The budget also provides $300 million to bring affordable electric power to rural residents, Tribal communities, community facilities, schools and medical institutions that perform critical services each day. The budget also provides $1.9 billion and includes a requirement that funding for construction, preservation or rehabilitation will be targeted to projects that improve energy or water efficiency, implement green features, and addresses climate resilience.
• Develop more and better markets for U.S. agricultural products. USDA is working to transform the nation’s food system by making it fair, competitive, distributed, and resilient and by building new markets at home and abroad. The budget builds upon the administration’s efforts to create a fairer, more competitive and more resilient meat and poultry supply chain by providing more than $10 million for oversight and enforcement of the Packers and Stockyards Act. It also provides support to the Food Safety and Inspection Service to help small and very small processing facilities by reducing user fees. The budget also provides money to support innovation in agriculture and livestock industries, including $22 million for the Dairy Business Innovation Initiatives, for example, which supports dairy businesses in the development, production, marketing and distribution of dairy products.

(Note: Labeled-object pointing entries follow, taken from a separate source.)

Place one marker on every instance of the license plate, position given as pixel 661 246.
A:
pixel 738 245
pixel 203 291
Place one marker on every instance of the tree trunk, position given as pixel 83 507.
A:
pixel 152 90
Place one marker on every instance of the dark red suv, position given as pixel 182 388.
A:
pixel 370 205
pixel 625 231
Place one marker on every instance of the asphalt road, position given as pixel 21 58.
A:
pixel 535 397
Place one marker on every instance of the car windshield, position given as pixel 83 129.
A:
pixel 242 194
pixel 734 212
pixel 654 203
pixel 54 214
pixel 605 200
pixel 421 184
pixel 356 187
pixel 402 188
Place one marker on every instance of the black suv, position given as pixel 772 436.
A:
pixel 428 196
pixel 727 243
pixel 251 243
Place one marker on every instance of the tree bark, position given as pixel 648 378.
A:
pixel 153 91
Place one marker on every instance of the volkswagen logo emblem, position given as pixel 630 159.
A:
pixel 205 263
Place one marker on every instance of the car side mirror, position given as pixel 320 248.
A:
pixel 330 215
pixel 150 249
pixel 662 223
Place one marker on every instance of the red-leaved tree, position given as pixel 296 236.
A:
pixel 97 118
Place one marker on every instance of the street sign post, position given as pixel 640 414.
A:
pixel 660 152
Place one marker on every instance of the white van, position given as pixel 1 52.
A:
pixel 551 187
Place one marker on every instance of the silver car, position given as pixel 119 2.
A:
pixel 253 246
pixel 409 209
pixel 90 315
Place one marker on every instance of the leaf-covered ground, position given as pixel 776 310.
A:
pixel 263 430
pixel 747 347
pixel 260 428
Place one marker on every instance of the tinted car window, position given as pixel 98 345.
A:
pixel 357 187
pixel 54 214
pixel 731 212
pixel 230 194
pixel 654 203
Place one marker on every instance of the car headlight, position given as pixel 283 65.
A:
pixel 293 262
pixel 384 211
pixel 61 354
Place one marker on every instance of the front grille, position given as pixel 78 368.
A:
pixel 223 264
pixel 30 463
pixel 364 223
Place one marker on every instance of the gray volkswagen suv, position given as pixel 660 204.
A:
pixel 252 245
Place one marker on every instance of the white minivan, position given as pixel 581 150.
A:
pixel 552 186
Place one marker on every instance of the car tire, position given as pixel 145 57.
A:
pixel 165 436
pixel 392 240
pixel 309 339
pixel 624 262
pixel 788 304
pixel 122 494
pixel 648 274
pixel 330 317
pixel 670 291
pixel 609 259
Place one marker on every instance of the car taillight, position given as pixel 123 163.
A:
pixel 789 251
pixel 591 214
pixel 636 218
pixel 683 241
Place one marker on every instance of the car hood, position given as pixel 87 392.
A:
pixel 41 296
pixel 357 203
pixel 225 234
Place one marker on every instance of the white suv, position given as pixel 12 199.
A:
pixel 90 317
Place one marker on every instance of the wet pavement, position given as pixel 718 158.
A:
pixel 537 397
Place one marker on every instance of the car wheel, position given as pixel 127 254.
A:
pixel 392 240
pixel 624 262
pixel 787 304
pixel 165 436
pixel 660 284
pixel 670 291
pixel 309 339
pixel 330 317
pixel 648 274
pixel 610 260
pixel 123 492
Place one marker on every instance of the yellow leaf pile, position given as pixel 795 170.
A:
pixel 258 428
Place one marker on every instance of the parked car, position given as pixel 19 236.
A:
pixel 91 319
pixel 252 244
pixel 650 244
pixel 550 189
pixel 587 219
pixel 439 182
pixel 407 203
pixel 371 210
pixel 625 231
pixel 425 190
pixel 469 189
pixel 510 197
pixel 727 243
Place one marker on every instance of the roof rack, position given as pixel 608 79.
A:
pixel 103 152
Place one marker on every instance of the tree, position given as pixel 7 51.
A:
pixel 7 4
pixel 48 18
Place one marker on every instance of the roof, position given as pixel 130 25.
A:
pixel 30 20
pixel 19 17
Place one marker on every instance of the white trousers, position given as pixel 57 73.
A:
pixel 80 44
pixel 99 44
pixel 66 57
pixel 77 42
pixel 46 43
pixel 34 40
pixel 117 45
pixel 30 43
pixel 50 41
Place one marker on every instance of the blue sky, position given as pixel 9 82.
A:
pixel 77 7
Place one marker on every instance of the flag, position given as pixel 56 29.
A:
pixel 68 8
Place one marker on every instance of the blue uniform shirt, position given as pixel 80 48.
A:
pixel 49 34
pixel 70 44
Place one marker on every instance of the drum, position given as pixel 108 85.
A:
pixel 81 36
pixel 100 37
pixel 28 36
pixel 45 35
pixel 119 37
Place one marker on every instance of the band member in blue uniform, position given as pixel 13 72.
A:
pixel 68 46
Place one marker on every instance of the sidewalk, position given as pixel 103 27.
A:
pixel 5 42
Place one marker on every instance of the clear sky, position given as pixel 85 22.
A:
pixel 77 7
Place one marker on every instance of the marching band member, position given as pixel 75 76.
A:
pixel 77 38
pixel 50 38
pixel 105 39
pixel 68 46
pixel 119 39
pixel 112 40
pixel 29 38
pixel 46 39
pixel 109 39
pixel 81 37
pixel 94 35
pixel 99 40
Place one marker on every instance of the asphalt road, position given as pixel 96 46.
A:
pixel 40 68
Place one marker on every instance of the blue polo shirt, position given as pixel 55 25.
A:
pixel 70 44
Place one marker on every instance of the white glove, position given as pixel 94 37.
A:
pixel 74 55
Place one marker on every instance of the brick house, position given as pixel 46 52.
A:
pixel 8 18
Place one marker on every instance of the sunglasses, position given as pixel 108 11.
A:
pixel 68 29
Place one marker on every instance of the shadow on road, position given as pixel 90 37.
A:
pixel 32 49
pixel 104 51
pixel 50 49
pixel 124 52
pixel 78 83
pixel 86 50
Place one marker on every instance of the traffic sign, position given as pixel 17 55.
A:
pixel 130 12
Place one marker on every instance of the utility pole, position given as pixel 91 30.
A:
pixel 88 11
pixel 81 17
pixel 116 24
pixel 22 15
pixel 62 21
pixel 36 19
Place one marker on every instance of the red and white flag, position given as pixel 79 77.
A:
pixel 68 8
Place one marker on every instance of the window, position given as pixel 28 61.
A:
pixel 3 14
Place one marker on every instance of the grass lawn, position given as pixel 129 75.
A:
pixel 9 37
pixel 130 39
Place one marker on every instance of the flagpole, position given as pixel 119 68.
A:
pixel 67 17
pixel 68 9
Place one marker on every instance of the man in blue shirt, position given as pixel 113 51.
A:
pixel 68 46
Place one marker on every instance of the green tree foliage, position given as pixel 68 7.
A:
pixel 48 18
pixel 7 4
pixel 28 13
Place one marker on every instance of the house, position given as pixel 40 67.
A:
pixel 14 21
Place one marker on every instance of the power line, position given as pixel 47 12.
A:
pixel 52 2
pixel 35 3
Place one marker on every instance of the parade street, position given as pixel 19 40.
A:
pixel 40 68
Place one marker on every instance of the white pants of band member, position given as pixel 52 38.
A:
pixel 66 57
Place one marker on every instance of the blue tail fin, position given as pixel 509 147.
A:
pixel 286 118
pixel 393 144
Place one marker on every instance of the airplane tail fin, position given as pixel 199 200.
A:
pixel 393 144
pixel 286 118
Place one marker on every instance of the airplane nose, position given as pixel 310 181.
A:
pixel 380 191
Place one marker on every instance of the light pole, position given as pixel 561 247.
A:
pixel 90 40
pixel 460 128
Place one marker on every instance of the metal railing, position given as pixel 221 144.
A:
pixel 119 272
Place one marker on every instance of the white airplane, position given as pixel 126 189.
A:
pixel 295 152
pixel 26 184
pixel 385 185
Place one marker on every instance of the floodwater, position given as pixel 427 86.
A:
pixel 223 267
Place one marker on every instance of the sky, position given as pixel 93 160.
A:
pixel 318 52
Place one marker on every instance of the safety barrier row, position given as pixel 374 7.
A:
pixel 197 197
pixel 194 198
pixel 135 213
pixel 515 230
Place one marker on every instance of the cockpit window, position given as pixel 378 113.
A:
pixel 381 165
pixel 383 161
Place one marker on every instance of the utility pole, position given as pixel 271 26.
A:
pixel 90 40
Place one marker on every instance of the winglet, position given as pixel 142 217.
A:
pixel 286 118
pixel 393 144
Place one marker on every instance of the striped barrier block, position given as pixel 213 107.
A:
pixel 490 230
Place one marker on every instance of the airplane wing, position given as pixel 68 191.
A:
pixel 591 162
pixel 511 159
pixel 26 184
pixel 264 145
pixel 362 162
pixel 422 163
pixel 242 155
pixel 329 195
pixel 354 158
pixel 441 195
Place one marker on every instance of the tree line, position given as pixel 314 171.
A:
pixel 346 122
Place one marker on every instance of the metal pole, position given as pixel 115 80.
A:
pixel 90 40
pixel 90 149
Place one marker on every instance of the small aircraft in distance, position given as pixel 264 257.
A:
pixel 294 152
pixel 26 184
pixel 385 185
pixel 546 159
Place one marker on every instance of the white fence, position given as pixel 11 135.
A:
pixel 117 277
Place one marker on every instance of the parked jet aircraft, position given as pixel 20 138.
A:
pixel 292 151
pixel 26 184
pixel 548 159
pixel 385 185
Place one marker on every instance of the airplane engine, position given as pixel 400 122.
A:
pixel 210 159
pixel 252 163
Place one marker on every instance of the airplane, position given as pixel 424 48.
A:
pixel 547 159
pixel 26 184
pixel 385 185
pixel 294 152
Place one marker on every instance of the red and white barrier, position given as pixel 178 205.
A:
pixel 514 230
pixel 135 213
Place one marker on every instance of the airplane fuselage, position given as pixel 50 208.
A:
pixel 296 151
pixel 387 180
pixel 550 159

• Ensure underserved groups can more fully access and participate in USDA programs and services. The budget, if approved as presented, continues to root out generations of systemic racism, to deeply integrate equity in decision-making and policymaking and to build equitable systems and programming inclusive of all of its employees and the American people. The budget supports ongoing efforts to help agricultural producers and landowners resolve heirs’ land ownership and succession issues by proposing a program level of more than $60 million. In this budget, the National Institute of Food and Agriculture proposes more than $315 million for Minority-Serving Institutions, an increase of more than $53 million above the 2021 Enacted level.
The budget also proposes $39 million for the Rural Partners Network—a renewed and expanded initiative to leverage USDA’s extensive network of county-based offices to help people in high poverty counties, including energy communities.
The budget calls for working with Congress and stakeholders to identify shared priorities for the 2023 farm bill. The administration also looks forward to working with Congress to address climate change through climate-smart agriculture and forestry and investments in renewable energy that open new market opportunities and provide a competitive advantage for American producers of climate-smart commodities, including small and historically underserved producers and early adopters, and through voluntary incentives to reduce climate risk.
The budget also calls for $11.9 billion in discretionary funding for the Environmental Protection Agency, which is a $2.6 billion or 29% increase. It identifies priorities as investments in water infrastructure, lead pipe replacement and remediation of contaminated and idle lands.